Glencore to beat cost saving target, sees more ahead

Combination of file photos showing the logo of Glencore in front of the company's headquarters in the Swiss town of Baar (R) September 7, 2012, and the logo of Swiss mining company Xstrata at their headquaters in Zug March 26, 2008. REUTERS/Michael Buholzer/Files·Reuters

LONDON (Reuters) - Glencore Xstrata (LSE:GLEN) promised investors on Tuesday it would slash costs, shelve risky projects and squeeze more benefits from its $46 billion (29.3 billion pounds) takeover of mining group Xstrata, lifting its target to at least $2 billion of synergies by next year.

The commodities trader had promised $500 million of synergies when the acquisition was first announced last year - largely from the benefit of channelling more of Xstrata's metals and minerals through Glencore's marketing machine, not costs to be squeezed out of Xstrata's mines.

Ahead of its first day of presentations to vaunt the success of the deal, the group said it now planned for $450 million of synergies in marketing, $175 million from financing and $1.4 billion through cost savings for 2014, better than many analysts had forecast. And it hinted at more savings ahead.

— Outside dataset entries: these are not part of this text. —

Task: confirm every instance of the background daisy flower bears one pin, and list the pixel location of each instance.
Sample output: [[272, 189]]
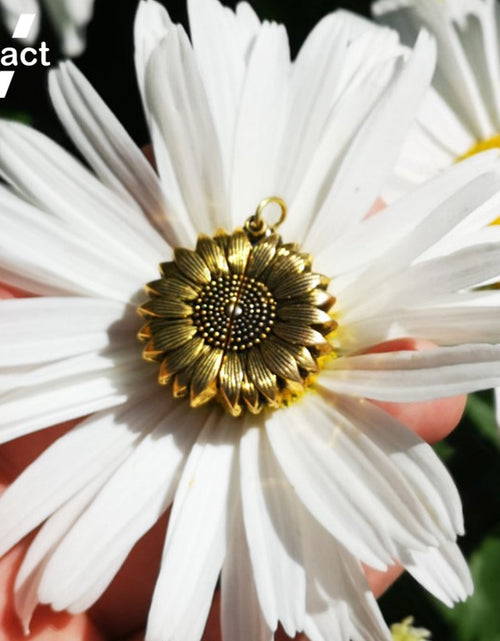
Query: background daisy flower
[[287, 502]]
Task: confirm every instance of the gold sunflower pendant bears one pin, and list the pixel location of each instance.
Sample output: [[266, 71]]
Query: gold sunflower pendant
[[241, 320]]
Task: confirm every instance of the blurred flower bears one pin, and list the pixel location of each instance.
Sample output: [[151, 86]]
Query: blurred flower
[[405, 631], [461, 114], [70, 18], [286, 478]]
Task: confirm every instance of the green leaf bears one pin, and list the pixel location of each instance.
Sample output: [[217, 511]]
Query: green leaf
[[482, 414], [478, 619]]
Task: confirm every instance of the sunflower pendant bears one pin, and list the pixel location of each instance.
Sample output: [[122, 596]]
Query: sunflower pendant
[[241, 320]]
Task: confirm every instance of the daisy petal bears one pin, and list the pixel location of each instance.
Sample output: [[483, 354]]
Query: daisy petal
[[178, 108], [33, 332], [222, 61], [378, 233], [405, 377], [196, 537], [108, 148], [151, 25], [258, 129], [241, 613], [323, 475], [131, 502], [54, 181], [70, 389], [339, 599], [269, 511], [43, 251], [65, 467], [443, 571], [46, 541], [380, 131], [421, 469], [443, 325]]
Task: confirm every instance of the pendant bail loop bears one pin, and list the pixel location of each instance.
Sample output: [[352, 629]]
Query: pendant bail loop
[[256, 226]]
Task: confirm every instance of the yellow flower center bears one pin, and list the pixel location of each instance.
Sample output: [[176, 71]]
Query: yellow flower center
[[405, 631], [241, 320]]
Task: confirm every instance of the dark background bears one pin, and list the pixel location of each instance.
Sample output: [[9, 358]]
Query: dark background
[[472, 453]]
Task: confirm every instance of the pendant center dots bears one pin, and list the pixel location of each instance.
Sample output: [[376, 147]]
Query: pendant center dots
[[234, 312]]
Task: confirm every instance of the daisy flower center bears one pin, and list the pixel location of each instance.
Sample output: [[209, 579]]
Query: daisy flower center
[[241, 320]]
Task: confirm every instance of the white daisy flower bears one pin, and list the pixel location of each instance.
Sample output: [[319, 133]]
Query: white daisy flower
[[283, 478], [70, 19], [461, 114]]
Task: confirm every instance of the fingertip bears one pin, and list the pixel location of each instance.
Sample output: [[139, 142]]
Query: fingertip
[[431, 420]]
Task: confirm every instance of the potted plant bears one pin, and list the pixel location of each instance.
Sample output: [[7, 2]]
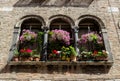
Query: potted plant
[[25, 53], [86, 55], [57, 39], [73, 53], [36, 57], [100, 55], [65, 53], [27, 35], [16, 55]]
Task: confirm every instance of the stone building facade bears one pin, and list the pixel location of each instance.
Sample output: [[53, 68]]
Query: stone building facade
[[14, 12]]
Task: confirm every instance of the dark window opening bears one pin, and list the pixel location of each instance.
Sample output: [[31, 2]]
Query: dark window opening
[[94, 42]]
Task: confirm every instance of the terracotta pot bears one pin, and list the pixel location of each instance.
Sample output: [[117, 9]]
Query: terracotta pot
[[73, 58], [36, 59], [15, 59], [31, 58], [101, 58], [25, 59]]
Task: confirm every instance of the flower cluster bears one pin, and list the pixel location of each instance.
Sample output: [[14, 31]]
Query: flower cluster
[[92, 36], [60, 35], [102, 53], [95, 54], [25, 52], [27, 35]]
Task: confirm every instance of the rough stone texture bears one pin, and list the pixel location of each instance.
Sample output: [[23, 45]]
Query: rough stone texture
[[99, 8]]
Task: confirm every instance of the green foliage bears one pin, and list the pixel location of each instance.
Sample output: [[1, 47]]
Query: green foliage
[[40, 40], [73, 51], [16, 53], [86, 54]]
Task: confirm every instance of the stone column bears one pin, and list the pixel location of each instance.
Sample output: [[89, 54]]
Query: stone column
[[76, 38], [15, 40], [106, 43], [45, 43]]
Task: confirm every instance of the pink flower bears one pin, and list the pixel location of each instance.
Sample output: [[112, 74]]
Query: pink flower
[[28, 50]]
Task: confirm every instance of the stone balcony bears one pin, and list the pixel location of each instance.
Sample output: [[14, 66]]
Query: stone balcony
[[53, 3]]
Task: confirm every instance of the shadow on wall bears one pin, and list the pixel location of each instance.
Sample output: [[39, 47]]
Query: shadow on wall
[[53, 3], [50, 69]]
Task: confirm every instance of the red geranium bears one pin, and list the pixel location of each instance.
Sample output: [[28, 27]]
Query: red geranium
[[95, 52]]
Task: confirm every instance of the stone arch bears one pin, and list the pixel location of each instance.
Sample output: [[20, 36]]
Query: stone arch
[[92, 17], [39, 18], [64, 17]]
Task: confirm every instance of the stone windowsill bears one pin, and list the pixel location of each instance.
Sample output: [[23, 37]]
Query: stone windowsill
[[60, 63]]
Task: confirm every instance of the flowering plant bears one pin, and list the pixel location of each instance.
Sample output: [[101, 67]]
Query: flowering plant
[[25, 52], [27, 35], [91, 37], [60, 35], [94, 55]]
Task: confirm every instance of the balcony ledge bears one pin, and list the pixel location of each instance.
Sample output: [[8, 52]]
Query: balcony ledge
[[44, 63]]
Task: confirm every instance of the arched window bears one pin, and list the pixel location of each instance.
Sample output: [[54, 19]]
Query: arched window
[[62, 34], [93, 42], [28, 39]]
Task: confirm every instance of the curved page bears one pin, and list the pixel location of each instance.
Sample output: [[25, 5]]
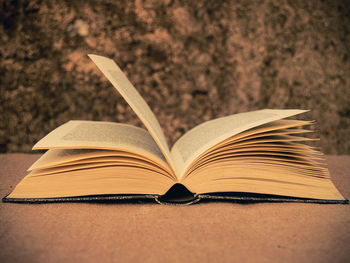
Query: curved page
[[102, 135], [210, 133], [114, 74]]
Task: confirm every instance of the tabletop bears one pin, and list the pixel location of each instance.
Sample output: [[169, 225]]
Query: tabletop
[[149, 232]]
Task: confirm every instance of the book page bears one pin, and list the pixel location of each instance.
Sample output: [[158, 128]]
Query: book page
[[210, 133], [102, 135], [114, 74]]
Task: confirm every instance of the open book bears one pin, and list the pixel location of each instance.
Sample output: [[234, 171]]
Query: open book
[[258, 155]]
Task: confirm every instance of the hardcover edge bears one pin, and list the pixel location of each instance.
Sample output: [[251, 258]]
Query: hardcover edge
[[197, 198]]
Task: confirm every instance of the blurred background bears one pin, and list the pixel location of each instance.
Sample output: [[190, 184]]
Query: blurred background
[[192, 61]]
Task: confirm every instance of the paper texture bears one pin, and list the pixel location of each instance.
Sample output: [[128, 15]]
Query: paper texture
[[114, 74], [210, 133], [102, 135]]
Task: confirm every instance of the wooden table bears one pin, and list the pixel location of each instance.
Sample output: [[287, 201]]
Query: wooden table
[[147, 232]]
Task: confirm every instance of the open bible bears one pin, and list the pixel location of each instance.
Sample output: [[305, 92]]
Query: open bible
[[258, 156]]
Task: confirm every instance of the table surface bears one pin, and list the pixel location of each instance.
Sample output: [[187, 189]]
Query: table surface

"A significant portion of the synergies are in overhead costs at head and regional offices. We are only just starting to comprehensively look at the combined mining and metallurgical operations," Chief Executive Ivan Glasenberg said.

Glencore Xstrata plans to reduce capital expenditure by $3.5 billion by 2015 and hold spending to sustain operations at $4 billion, at the lower end of previous guidance.

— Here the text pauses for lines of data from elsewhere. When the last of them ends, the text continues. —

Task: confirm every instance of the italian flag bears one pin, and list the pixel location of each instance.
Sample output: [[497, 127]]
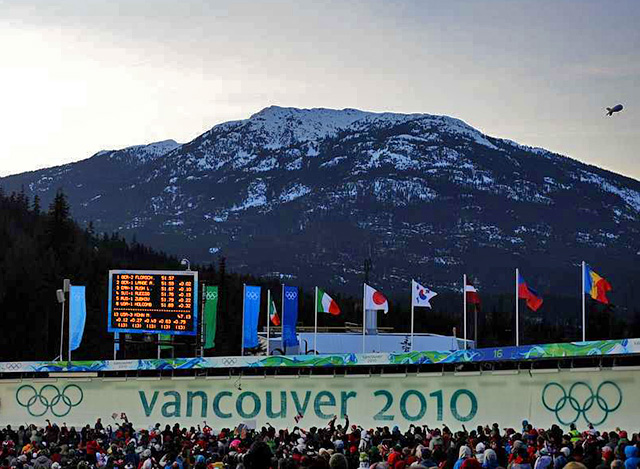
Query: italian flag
[[326, 304], [273, 314]]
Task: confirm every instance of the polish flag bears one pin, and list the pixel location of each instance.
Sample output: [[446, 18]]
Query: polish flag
[[472, 294], [373, 299]]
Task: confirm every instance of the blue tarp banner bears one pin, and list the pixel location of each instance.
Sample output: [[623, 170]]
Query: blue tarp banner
[[77, 316], [289, 316], [251, 314]]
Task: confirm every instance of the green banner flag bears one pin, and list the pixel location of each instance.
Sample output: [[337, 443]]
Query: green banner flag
[[165, 341], [210, 316]]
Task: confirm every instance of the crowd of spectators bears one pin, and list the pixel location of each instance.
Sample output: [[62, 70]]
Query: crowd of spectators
[[121, 445]]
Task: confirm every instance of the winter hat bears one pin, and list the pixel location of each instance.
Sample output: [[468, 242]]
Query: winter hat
[[465, 452]]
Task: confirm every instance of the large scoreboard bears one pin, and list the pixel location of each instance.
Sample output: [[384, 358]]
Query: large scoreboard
[[152, 301]]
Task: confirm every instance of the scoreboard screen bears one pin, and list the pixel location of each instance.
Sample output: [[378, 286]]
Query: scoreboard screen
[[152, 301]]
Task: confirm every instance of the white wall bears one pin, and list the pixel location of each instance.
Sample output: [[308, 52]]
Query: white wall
[[432, 400]]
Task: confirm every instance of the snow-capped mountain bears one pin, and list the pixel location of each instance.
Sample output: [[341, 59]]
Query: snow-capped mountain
[[309, 193]]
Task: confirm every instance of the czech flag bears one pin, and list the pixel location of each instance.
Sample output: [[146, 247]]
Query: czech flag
[[525, 292], [472, 294], [595, 286]]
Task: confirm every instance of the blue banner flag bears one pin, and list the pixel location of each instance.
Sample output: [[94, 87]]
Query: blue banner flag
[[251, 314], [77, 316], [289, 316]]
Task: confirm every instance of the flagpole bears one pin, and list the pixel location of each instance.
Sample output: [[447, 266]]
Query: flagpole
[[203, 302], [268, 317], [284, 347], [584, 311], [244, 298], [464, 302], [315, 331], [517, 312], [364, 314], [412, 312]]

Greenfield projects inherited from Xstrata - mines to be built from scratch, long unpopular with Glencore - have been "deprioritised" with both scope and cost being brought down. It did not provide specific detail.

Glencore, which listed in London and Hong Kong in 2011, also said it now plans to apply for a secondary listing in Johannesburg to tap a growing African market. It expects the listing to become effective in the fourth quarter.

Glencore, whose shares have underperformed a volatile UK mining sector by around 7 percent since the merger completed, came under fire last month after it wrote $7.7 billion off the value of Xstrata's assets.

Although this was a paper hit, it raised questions over trading powerhouse Glencore's largest deal to date, sealed just as the commodity cycle turns.

Analysts say a strong performance on Tuesday, when Glencore will present its findings on the deal after four months of ownership, could help perceptions, though the success or otherwise of the merger will take longer to determine.